The components of the triarchic theory of successful intelligence.

Figure 1. The components of the triarchic theory of successful intelligence.

Thus, Vygotsky recommended that we move from a static assessment environment to a dynamical assessment environment, in which the interaction between child and examiner does not end when the child responds, especially not if the child responds incorrectly. In static testing, when a child gives a wrong answer, the examiner moves on to the next problem. In dynamical assessment, when the child gives a wrong answer, the examiner gives the child a graded sequence of guided hints in order to facilitate problem solving. In other words, the examiner serves as both teacher and tester. The examiner provides the scaffolding children need in order to go from wherever they are in problem solving to the next step beyond. In general, learning proceeds most efficiently when scaffolding is provided to ensure that children have the necessary prerequisites for advancing beyond their current understandings.

The ability to use hints is the basis for measuring the ZPD, because this ability indicates the extent to which the child can expand beyond her or his observable abilities at the time of testing. Two children may answer a given problem incorrectly. However, a child who can profit from instruction can potentially go far, whereas a child who cannot is unlikely to acquire the abilities needed to solve not only the problem being tested, but also related ones. Several tests have been created to measure the ZPD.

Systems approaches

Two modern theorists have proposed theories of intelligence and its development that view intelligence as a system.

Gardner (1999) has proposed a theory of multiple intelligences, according to which there are eight intelligences: linguistic, logical-mathematical, spatial, musical, bodily-kinesthetic, naturalist, interpersonal, and intrapersonal. Gardner believes that each intelligence is modular and largely independent of the others. Thus, development of one intelligence proceeds relatively independently of development of the others. Complex behavior requires an integration of the intelligences. The mechanism for this integration is not clearly specified by the theory.
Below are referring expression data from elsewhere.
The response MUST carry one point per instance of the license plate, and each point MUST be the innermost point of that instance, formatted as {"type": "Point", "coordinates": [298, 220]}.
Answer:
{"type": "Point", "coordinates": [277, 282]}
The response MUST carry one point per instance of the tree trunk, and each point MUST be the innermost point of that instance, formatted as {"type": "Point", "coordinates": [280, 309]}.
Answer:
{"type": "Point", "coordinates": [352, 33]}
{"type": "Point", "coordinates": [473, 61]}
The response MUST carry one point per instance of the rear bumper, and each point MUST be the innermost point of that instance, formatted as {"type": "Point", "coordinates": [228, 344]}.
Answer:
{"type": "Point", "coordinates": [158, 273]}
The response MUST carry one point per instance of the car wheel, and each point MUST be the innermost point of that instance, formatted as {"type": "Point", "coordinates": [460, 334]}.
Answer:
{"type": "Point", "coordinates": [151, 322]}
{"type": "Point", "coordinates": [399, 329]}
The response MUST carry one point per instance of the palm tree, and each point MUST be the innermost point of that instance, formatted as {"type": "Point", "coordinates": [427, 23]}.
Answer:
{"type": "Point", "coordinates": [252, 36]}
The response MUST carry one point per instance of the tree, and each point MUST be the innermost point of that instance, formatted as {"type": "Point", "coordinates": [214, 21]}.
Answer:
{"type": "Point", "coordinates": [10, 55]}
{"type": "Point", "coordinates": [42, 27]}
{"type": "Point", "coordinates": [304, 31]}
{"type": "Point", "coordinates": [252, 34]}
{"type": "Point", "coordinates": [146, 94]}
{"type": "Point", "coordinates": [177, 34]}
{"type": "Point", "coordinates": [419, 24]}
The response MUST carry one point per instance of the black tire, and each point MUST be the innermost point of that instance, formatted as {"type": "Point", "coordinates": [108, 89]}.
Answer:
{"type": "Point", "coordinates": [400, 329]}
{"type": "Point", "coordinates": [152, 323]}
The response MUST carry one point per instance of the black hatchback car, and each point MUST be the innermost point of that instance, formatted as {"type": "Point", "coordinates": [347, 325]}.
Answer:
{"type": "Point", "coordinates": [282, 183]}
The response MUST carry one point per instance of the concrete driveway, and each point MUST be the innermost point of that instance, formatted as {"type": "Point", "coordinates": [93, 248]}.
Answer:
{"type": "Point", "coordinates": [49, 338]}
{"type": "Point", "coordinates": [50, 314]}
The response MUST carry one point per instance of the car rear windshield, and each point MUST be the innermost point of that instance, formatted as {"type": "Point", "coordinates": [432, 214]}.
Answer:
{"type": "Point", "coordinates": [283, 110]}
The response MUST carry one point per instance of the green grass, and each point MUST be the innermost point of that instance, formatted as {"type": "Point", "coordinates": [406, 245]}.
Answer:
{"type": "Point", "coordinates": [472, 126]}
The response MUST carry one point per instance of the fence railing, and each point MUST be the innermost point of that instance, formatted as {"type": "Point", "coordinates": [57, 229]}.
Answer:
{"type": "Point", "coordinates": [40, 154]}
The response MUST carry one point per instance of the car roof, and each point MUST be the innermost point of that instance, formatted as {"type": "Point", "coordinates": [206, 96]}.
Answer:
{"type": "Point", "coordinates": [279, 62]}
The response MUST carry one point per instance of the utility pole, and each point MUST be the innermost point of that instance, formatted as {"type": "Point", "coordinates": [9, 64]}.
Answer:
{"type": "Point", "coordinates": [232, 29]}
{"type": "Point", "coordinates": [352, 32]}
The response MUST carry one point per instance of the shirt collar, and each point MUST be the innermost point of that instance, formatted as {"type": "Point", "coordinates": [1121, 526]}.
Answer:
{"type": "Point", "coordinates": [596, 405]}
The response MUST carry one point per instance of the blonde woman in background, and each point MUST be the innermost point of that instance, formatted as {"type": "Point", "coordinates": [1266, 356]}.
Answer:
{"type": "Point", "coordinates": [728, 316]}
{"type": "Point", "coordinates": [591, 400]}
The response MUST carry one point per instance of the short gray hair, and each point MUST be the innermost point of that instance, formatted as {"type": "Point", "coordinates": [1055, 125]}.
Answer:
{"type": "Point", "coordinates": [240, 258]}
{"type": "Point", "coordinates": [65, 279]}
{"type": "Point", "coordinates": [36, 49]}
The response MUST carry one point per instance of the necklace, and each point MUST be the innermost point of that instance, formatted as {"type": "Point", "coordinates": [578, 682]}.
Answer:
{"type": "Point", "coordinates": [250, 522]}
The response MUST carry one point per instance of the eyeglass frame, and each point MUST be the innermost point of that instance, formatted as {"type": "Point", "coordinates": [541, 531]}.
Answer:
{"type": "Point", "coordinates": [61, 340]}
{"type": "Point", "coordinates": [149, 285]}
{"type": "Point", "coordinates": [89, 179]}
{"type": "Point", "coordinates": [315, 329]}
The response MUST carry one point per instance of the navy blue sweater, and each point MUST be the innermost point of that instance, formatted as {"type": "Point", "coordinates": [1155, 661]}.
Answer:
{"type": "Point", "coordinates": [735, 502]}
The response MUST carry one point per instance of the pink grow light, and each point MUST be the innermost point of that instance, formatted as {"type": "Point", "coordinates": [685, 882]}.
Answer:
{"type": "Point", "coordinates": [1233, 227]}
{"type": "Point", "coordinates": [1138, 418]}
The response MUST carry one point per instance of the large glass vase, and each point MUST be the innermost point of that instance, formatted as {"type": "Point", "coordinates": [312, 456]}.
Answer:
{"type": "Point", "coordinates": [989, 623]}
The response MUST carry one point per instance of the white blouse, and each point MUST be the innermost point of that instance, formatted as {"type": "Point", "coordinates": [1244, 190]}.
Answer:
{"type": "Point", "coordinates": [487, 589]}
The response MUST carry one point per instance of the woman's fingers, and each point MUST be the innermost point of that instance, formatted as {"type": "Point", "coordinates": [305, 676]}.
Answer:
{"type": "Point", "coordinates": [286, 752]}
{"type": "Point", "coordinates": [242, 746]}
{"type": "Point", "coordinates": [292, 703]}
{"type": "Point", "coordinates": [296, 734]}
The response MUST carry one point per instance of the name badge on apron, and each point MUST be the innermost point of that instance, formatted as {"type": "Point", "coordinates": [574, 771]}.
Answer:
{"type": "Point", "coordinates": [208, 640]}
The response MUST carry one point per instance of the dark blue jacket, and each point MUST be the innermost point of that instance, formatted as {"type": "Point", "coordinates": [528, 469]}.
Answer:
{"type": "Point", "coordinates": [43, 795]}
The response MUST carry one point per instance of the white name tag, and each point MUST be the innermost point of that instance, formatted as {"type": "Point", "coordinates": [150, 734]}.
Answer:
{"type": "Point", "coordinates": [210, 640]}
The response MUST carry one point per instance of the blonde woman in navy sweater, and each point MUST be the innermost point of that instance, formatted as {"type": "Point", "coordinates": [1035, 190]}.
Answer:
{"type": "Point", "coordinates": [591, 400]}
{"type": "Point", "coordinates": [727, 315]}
Sternberg (1997) has proposed a triarchic theory of intelligence, according to which there are three different aspects of intelligence: analytical intelligence, creative intelligence, and practical intelligence. The analytical aspect of intelligence is the kind measured by traditional tests of intelligence (Fig. 1). The creative and practical aspects of intelligence are not measured by such tests. Sternberg has offered a theory of intellectual development that emphasizes the role of information processing in development. In particular, children develop in terms of acquiring new processes, strategies, and ways of mentally representing information.

Conclusions

What constitutes intelligence and how it develops continue to be sources of much debate and disagreement among psychologists. We are now confronted with a range of theories about intellectual development, each with its own appeal, and each focusing on different aspects of what may constitute intelligence. Nevertheless, current theories do manifest some common ground (e.g., a concern with changes in information processing abilities in Sternberg’s theory and in the approach adopted by neo-Piagetians). It remains to be seen whether anything approaching a unified theory about the development of intelligence can ever be achieved. Future research needs to seek more measures of what might constitute precursors to childhood intelligence during infancy that arise from a well-articulated theory. In this respect, a concern for cortical brain development as is evident in the emerging field of developmental cognitive neuroscience has potentially much to offer. In addition, we need to know more about the mechanisms of developmental transitions in intelligence, in which this emerging field may play a vital role.